Localisation
Littoral, côte atlantique (Douala, Bonabéri, Limbé) — Cameroun.
Langue(s)
Duala — langue bantoue côtière
Mythe fondateur
Aux origines, là où la mémoire des hommes se confond avec celle de la terre, le peuple Douala (Sawa) naquit dans littoral, côte atlantique. Peuple côtier bantou, descendant de Mbedi puis Ewale, fondateur de Douala. Premiers interlocuteurs des Européens dès le XVe siècle. On raconte qu'un ancêtre fondateur, marchant guidé par les étoiles et les esprits du fleuve, traça la première parole, fonda le premier foyer et nomma chaque lignée. Son signe — le lion, gardien du courage et de la dignité — devint le totem du peuple : il rappelle à chacun la voie de la droiture, de la patience et du respect. De génération en génération, les anciens transmettent ce récit autour du feu, dans la veillée et dans le chant, pour que nul enfant n'oublie d'où il vient. Les valeurs nées de cette aurore — élégance, sens du commerce, raffinement, ouverture au monde, attachement aux cantons (bell, akwa, deïdo, bonabéri) et au ngondo. — guident encore aujourd'hui le couple, la famille et la communauté. Ainsi le mythe Douala (Sawa) n'est pas un souvenir figé mais un fleuve vivant : il abreuve les vivants, honore les morts et trace, pour ceux qui viendront, la mesure d'une vie juste.
Valeurs fondamentales
Élégance, sens du commerce, raffinement, ouverture au monde, attachement aux cantons (Bell, Akwa, Deïdo, Bonabéri) et au Ngondo.
Rites du mariage
Esa (demande), remise des présents au père et aux oncles, célébration au bord de l'eau lors du Ngondo pour certaines familles.
Symboles et totems
Totem : le lion, gardien du courage et de la dignité. Descendants de Mbedi puis d'Ewale, les Douala s'installent à l'embouchure du Wouri au XVIᵉ siècle. Premiers interlocuteurs des Portugais, ils donnent leur nom à la grande métropole économique du Cameroun. Chaque année, le Ngondo rassemble les peuples sawa autour des esprits de l'eau (miengu) et confirme les dignitaires. Rois Bell, Akwa, Deïdo et Bonabéri continuent d'incarner cette mémoire.
Coutumes familiales
Le couple sawa cultive l'élégance et la dignité. On valorise le respect mutuel, la tenue et la parole maîtrisée.
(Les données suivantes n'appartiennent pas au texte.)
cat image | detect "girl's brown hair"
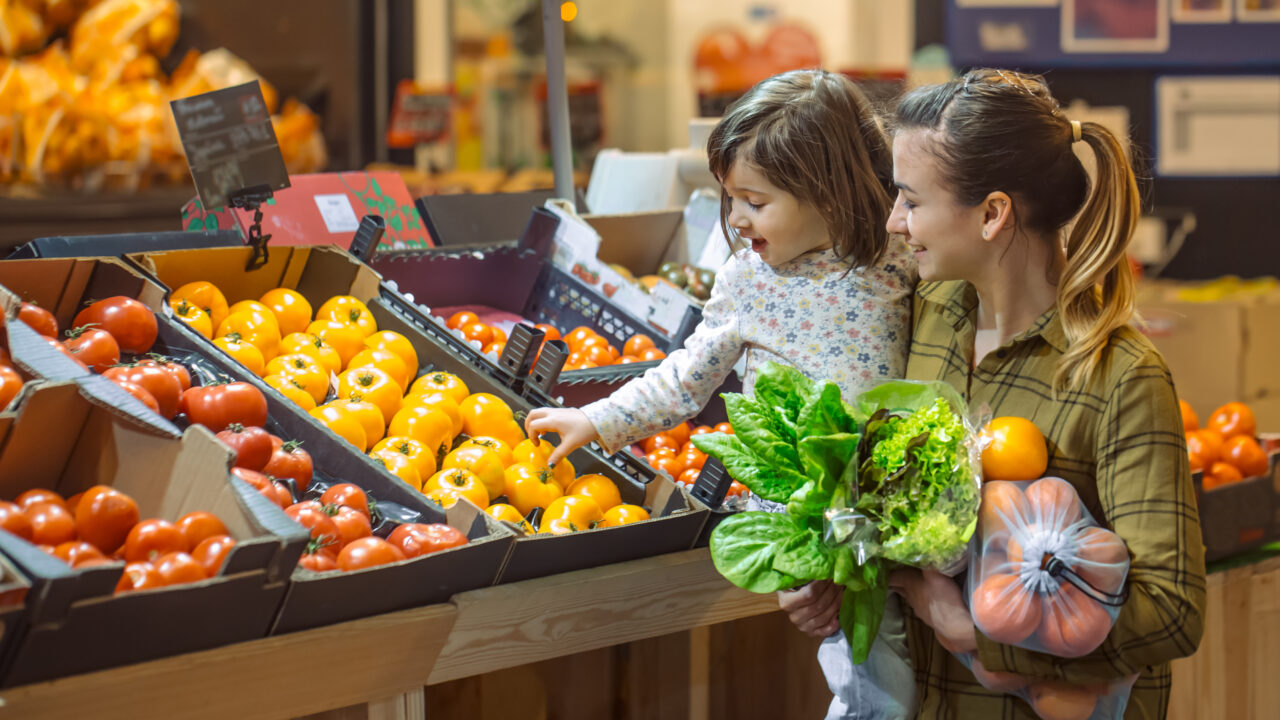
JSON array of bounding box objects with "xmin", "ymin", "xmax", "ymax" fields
[
  {"xmin": 707, "ymin": 69, "xmax": 895, "ymax": 268},
  {"xmin": 893, "ymin": 68, "xmax": 1140, "ymax": 393}
]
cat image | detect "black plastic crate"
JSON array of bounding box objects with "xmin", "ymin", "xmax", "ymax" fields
[{"xmin": 1192, "ymin": 450, "xmax": 1280, "ymax": 562}]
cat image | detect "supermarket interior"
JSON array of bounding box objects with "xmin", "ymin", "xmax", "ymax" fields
[{"xmin": 0, "ymin": 1, "xmax": 1278, "ymax": 719}]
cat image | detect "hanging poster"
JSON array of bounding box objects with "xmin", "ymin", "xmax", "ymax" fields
[
  {"xmin": 1172, "ymin": 0, "xmax": 1232, "ymax": 23},
  {"xmin": 1237, "ymin": 0, "xmax": 1280, "ymax": 21},
  {"xmin": 1061, "ymin": 0, "xmax": 1170, "ymax": 53}
]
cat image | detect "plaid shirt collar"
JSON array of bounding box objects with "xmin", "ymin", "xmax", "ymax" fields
[{"xmin": 917, "ymin": 280, "xmax": 1069, "ymax": 355}]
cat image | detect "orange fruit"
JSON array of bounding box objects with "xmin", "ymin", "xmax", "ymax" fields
[
  {"xmin": 1207, "ymin": 401, "xmax": 1256, "ymax": 440},
  {"xmin": 1203, "ymin": 461, "xmax": 1243, "ymax": 492},
  {"xmin": 624, "ymin": 334, "xmax": 656, "ymax": 357},
  {"xmin": 1178, "ymin": 399, "xmax": 1198, "ymax": 432},
  {"xmin": 1221, "ymin": 434, "xmax": 1269, "ymax": 478},
  {"xmin": 980, "ymin": 417, "xmax": 1049, "ymax": 482},
  {"xmin": 1186, "ymin": 429, "xmax": 1224, "ymax": 473}
]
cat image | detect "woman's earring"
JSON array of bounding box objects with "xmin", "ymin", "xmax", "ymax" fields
[{"xmin": 982, "ymin": 230, "xmax": 989, "ymax": 239}]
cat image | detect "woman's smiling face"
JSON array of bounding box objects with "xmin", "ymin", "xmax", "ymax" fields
[
  {"xmin": 885, "ymin": 130, "xmax": 988, "ymax": 283},
  {"xmin": 722, "ymin": 158, "xmax": 832, "ymax": 268}
]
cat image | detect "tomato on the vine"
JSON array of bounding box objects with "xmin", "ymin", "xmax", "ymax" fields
[
  {"xmin": 139, "ymin": 357, "xmax": 192, "ymax": 392},
  {"xmin": 285, "ymin": 504, "xmax": 341, "ymax": 555},
  {"xmin": 262, "ymin": 438, "xmax": 314, "ymax": 491},
  {"xmin": 386, "ymin": 522, "xmax": 467, "ymax": 559},
  {"xmin": 103, "ymin": 364, "xmax": 182, "ymax": 419},
  {"xmin": 215, "ymin": 424, "xmax": 274, "ymax": 471},
  {"xmin": 336, "ymin": 537, "xmax": 404, "ymax": 571},
  {"xmin": 62, "ymin": 327, "xmax": 120, "ymax": 372},
  {"xmin": 298, "ymin": 544, "xmax": 339, "ymax": 572},
  {"xmin": 231, "ymin": 467, "xmax": 290, "ymax": 508},
  {"xmin": 181, "ymin": 382, "xmax": 269, "ymax": 431},
  {"xmin": 320, "ymin": 483, "xmax": 370, "ymax": 518},
  {"xmin": 329, "ymin": 505, "xmax": 372, "ymax": 549},
  {"xmin": 73, "ymin": 296, "xmax": 157, "ymax": 354}
]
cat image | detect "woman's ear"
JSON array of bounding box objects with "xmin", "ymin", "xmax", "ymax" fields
[{"xmin": 980, "ymin": 191, "xmax": 1014, "ymax": 241}]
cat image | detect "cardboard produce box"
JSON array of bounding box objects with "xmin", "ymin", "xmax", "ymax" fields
[
  {"xmin": 1191, "ymin": 450, "xmax": 1280, "ymax": 562},
  {"xmin": 0, "ymin": 377, "xmax": 308, "ymax": 686},
  {"xmin": 1138, "ymin": 282, "xmax": 1280, "ymax": 431}
]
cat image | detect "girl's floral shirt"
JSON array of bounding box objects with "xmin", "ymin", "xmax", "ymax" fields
[{"xmin": 582, "ymin": 241, "xmax": 917, "ymax": 454}]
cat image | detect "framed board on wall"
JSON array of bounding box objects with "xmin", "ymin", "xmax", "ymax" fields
[{"xmin": 947, "ymin": 0, "xmax": 1280, "ymax": 67}]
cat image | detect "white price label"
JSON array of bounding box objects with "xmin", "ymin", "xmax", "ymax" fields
[
  {"xmin": 314, "ymin": 194, "xmax": 360, "ymax": 233},
  {"xmin": 648, "ymin": 282, "xmax": 692, "ymax": 336}
]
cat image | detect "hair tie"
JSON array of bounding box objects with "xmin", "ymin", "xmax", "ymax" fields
[{"xmin": 1070, "ymin": 120, "xmax": 1082, "ymax": 143}]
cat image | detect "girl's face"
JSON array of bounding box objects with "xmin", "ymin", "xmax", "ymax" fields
[
  {"xmin": 886, "ymin": 130, "xmax": 988, "ymax": 283},
  {"xmin": 723, "ymin": 158, "xmax": 831, "ymax": 267}
]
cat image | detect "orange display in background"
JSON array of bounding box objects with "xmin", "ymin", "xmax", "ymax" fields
[{"xmin": 693, "ymin": 22, "xmax": 821, "ymax": 116}]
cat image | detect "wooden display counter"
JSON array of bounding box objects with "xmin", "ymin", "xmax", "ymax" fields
[{"xmin": 0, "ymin": 550, "xmax": 1275, "ymax": 720}]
Particularités artistiques
Peuple côtier bantou, descendant de Mbedi puis Ewale, fondateur de Douala. Premiers interlocuteurs des Européens dès le XVe siècle.
Étapes du mariage traditionnel
1. Toc-toc / Présentation
La famille du prétendant se présente officiellement à la famille de la promise (Douala (Sawa)). Les anciens écoutent, jaugent le sérieux, fixent la suite.
2. Demande officielle
On exprime ses intentions devant les oncles maternels, qui ont voix prépondérante. Une liste de présents est ensuite remise.
3. Constitution de la dot
Selon la coutume Douala (Sawa), la dot rassemble symboles (sel, vin de palme, étoffes), enveloppes pour chaque branche de la famille, et présents aux aînés.
4. Remise de la dot
Cérémonie publique : la famille du prétendant apporte les présents devant les notables. Chaque don a un sens (respect, gratitude, alliance).
5. Bénédiction des anciens
Le patriarche ou le mbombog/notable bénit l'union, prononce les paroles sacrées, scelle l'alliance entre les deux lignages.
6. Mariage civil
Passage à la mairie pour officialiser légalement l'union devant l'État.
7. Mariage religieux
Selon la confession des familles : église, mosquée, temple ou rite traditionnel.
8. Fête collective
Repas, danses, tenues traditionnelles Douala (Sawa) : la communauté célèbre l'alliance et confirme publiquement l'union.